In what the Fayette County School board attorney calls a "rare" action, the board this week filed a federal lawsuit against the Kentucky Department of Education in a special education case.
A complaint in the lawsuit, filed Nov. 4 in U.S. District Court in Lexington, points to a state exceptional children appeals board decision that says Fayette County Schools failed to provide a disabled child with an appropriate education.
The Kentucky Department of Education is named as a party in the lawsuit, along with a child and their parents, because the department oversees implementation of the federal Individuals with Disabilities Education Act.
But the hearing officer and appeals board members who made the decisions at issue were not employees of the Kentucky department or a school district, said Grant Chenoweth, an attorney for the Fayette County School Board.

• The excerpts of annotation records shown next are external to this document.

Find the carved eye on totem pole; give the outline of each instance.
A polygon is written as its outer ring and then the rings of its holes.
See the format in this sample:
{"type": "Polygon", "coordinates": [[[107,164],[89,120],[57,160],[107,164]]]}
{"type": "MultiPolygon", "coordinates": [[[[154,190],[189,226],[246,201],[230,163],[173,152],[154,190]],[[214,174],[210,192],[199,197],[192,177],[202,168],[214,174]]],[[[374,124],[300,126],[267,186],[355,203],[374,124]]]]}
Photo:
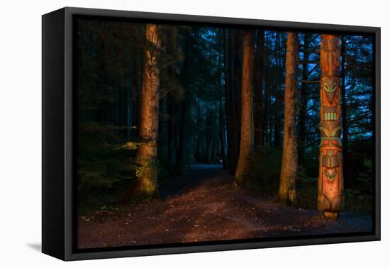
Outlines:
{"type": "Polygon", "coordinates": [[[340,40],[323,39],[321,50],[321,65],[323,75],[340,75],[340,40]]]}
{"type": "Polygon", "coordinates": [[[329,104],[333,104],[336,96],[337,84],[334,79],[328,79],[323,85],[323,89],[329,104]],[[329,83],[329,84],[328,84],[329,83]]]}

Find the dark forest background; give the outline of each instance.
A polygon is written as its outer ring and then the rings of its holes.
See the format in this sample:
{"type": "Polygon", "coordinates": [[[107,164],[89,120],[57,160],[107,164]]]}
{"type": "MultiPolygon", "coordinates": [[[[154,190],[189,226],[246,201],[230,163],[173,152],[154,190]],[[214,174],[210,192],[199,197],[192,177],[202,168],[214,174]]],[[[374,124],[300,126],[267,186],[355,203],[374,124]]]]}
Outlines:
{"type": "MultiPolygon", "coordinates": [[[[144,23],[77,23],[79,213],[117,209],[132,182],[139,138],[144,23]]],[[[190,163],[233,174],[240,129],[241,29],[162,25],[159,58],[158,184],[190,163]]],[[[282,164],[287,34],[254,32],[255,150],[247,186],[277,194],[282,164]]],[[[346,209],[370,213],[372,199],[372,38],[341,40],[346,209]]],[[[299,206],[315,208],[318,176],[321,35],[299,33],[296,133],[299,206]]]]}

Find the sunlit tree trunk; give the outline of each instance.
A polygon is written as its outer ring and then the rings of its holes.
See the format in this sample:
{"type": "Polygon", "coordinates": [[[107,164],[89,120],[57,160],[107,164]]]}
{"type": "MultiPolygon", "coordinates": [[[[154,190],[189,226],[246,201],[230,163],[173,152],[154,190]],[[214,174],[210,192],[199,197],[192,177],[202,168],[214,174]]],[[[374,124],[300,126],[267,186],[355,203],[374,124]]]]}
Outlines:
{"type": "Polygon", "coordinates": [[[155,163],[157,155],[160,86],[157,60],[160,46],[157,26],[147,24],[145,38],[140,122],[140,138],[143,143],[137,152],[137,160],[140,165],[138,170],[139,181],[137,195],[151,196],[156,191],[157,177],[155,163]]]}
{"type": "Polygon", "coordinates": [[[241,186],[249,168],[249,155],[253,150],[253,31],[245,30],[243,38],[243,77],[241,84],[241,135],[240,154],[235,184],[241,186]]]}
{"type": "Polygon", "coordinates": [[[341,109],[340,105],[340,39],[322,35],[321,48],[321,106],[318,210],[335,218],[344,206],[341,109]]]}
{"type": "Polygon", "coordinates": [[[264,30],[257,31],[257,48],[256,48],[256,68],[255,69],[255,144],[257,152],[261,152],[263,145],[264,129],[264,30]]]}
{"type": "Polygon", "coordinates": [[[298,165],[295,136],[295,106],[296,103],[296,68],[298,40],[296,33],[289,33],[286,53],[286,86],[284,89],[284,125],[283,128],[283,156],[279,187],[280,203],[296,203],[295,184],[298,165]]]}

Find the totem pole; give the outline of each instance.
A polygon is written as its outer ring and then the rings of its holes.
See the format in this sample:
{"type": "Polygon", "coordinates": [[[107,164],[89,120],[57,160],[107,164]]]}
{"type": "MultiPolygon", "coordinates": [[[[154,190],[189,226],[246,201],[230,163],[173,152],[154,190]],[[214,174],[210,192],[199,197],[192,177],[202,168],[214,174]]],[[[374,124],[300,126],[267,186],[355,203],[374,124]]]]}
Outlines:
{"type": "Polygon", "coordinates": [[[340,105],[340,39],[322,35],[320,111],[318,210],[335,218],[344,207],[341,109],[340,105]]]}

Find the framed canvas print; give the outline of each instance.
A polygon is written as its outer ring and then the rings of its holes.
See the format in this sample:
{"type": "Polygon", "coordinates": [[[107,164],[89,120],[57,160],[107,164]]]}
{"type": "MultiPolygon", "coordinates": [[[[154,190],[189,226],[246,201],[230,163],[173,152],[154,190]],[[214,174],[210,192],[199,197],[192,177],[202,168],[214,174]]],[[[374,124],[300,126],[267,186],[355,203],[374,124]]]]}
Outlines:
{"type": "Polygon", "coordinates": [[[43,252],[380,239],[380,28],[43,16],[43,252]]]}

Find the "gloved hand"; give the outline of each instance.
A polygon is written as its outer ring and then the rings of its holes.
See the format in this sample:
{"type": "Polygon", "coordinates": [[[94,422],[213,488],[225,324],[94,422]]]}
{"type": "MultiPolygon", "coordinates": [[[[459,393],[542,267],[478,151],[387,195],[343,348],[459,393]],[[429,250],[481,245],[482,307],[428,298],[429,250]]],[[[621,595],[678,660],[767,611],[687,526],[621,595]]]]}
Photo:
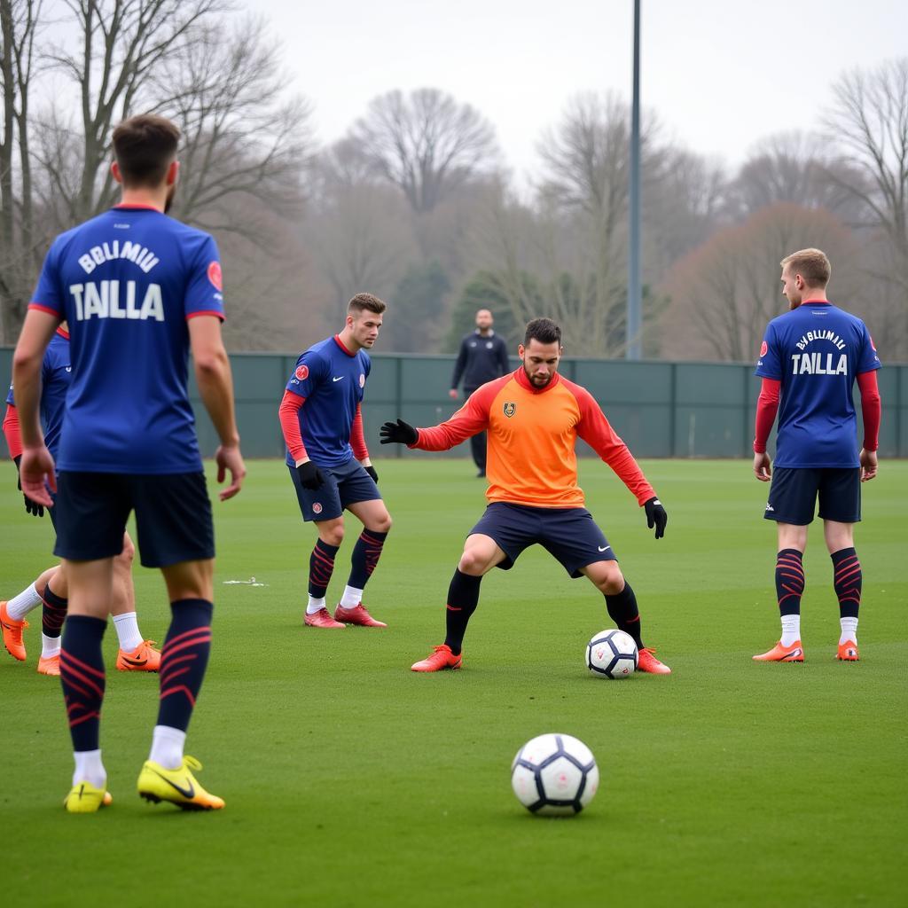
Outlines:
{"type": "Polygon", "coordinates": [[[380,429],[381,444],[413,445],[419,438],[416,429],[408,422],[399,419],[397,422],[386,422],[380,429]]]}
{"type": "MultiPolygon", "coordinates": [[[[15,488],[22,491],[22,479],[19,479],[19,461],[22,459],[22,455],[13,458],[13,462],[15,464],[15,488]]],[[[23,498],[25,502],[25,511],[29,514],[34,514],[35,517],[44,517],[44,506],[39,505],[37,501],[33,501],[27,495],[23,495],[23,498]]]]}
{"type": "Polygon", "coordinates": [[[646,526],[652,529],[656,527],[656,538],[661,539],[666,535],[666,524],[668,515],[658,498],[650,498],[644,506],[646,509],[646,526]]]}
{"type": "Polygon", "coordinates": [[[324,475],[311,460],[301,463],[296,471],[300,477],[300,485],[303,489],[314,492],[316,489],[321,489],[324,485],[324,475]]]}

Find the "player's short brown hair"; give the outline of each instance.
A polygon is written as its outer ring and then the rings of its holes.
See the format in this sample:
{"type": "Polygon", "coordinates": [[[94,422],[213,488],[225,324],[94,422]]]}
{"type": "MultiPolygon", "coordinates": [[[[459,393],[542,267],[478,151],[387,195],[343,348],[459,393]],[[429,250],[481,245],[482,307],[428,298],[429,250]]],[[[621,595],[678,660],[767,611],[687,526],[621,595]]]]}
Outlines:
{"type": "Polygon", "coordinates": [[[561,346],[561,329],[551,319],[533,319],[527,325],[527,333],[523,338],[524,347],[529,346],[530,340],[539,343],[558,343],[561,346]]]}
{"type": "Polygon", "coordinates": [[[350,302],[347,303],[347,314],[352,315],[354,312],[361,312],[364,310],[380,315],[388,304],[371,293],[357,293],[350,302]]]}
{"type": "Polygon", "coordinates": [[[160,186],[176,157],[180,127],[163,116],[140,114],[114,130],[114,154],[124,186],[160,186]]]}
{"type": "Polygon", "coordinates": [[[808,287],[825,287],[833,271],[826,253],[819,249],[801,249],[786,255],[780,264],[783,270],[800,274],[808,287]]]}

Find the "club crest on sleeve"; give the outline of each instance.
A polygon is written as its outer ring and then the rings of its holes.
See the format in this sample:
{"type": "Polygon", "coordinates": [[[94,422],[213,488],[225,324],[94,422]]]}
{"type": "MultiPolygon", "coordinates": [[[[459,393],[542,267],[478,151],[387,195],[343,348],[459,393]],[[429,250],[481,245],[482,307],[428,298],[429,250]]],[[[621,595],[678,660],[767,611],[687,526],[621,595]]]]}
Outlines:
{"type": "Polygon", "coordinates": [[[221,262],[212,262],[208,266],[208,280],[216,291],[223,290],[223,278],[221,274],[221,262]]]}

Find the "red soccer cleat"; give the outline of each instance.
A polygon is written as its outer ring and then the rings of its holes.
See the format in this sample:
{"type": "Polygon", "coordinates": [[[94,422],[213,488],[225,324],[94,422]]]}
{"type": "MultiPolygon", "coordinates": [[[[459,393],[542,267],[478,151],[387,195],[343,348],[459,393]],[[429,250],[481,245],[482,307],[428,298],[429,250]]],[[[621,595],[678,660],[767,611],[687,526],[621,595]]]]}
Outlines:
{"type": "Polygon", "coordinates": [[[306,612],[303,621],[309,625],[310,627],[346,627],[346,625],[340,624],[340,621],[335,621],[334,618],[328,614],[327,608],[320,608],[315,614],[310,615],[306,612]]]}
{"type": "Polygon", "coordinates": [[[772,649],[754,656],[755,662],[804,662],[804,646],[795,640],[790,646],[783,646],[780,640],[772,649]]]}
{"type": "Polygon", "coordinates": [[[450,646],[443,643],[433,648],[432,655],[428,659],[414,662],[410,666],[410,671],[440,672],[444,668],[459,668],[462,665],[463,656],[455,656],[450,646]]]}
{"type": "Polygon", "coordinates": [[[861,656],[858,655],[857,644],[854,640],[840,643],[835,658],[840,662],[860,662],[861,656]]]}
{"type": "Polygon", "coordinates": [[[672,670],[656,657],[656,650],[645,646],[637,654],[637,670],[647,675],[671,675],[672,670]]]}
{"type": "Polygon", "coordinates": [[[360,602],[355,608],[344,608],[343,606],[338,606],[334,609],[334,620],[341,621],[343,624],[353,624],[358,627],[387,627],[388,625],[384,621],[376,621],[369,612],[366,611],[366,607],[360,602]]]}
{"type": "Polygon", "coordinates": [[[0,602],[0,628],[3,629],[3,645],[6,652],[18,659],[25,661],[25,645],[22,640],[22,632],[28,627],[27,621],[16,621],[6,612],[6,602],[0,602]]]}

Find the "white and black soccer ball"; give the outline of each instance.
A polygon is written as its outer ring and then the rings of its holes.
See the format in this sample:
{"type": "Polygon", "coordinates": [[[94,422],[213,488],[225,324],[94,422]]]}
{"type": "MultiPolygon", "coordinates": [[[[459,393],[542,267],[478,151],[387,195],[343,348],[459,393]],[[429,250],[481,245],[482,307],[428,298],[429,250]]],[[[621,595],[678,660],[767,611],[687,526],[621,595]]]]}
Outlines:
{"type": "Polygon", "coordinates": [[[573,816],[593,800],[599,768],[592,751],[570,735],[540,735],[511,764],[511,787],[530,813],[573,816]]]}
{"type": "Polygon", "coordinates": [[[639,654],[630,634],[604,630],[587,644],[587,667],[600,678],[630,677],[637,671],[639,654]]]}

The lawsuit says the appeals board ruling "is erroneous as a matter of law and unsupported by substantial evidence" in determining that a student identified in court records only as "Z.B." was denied a free appropriate public education.
The complaint in the lawsuit, which asks that some records remain under seal, provides few details about the case. But it says that a due process hearing on Z.B.'s education was conducted by a Kentucky Department of Education hearing officer in February.
Chenoweth said the child's parents made a request for a hearing in 2012.
Court documents don't say what a hearing officer decided, but both sides appealed to a three-member panel that makes up the Exceptional Children Appeals Board.
In October, the state Exceptional Children Appeals Board ruled that Fayette County Schools had failed to provide Z.B. with a free appropriate public education in the 2011-2012 school year, the lawsuit complaint said.
The appeals board decided that Fayette County Schools had to compensate by providing the student with 540 minutes or nine hours of psychological services, according to the court record.
In the federal lawsuit the Fayette School board is asking a judge to set aside the appeals board ruling.
Officials with the Kentucky Department of Education did not immediately comment on Friday afternoon.
Chenoweth said he could not discuss additional details of the case. But Chenoweth said it is "relatively rare" for school districts to go to federal court over whether the Exceptional Children Appeals Board ruled correctly.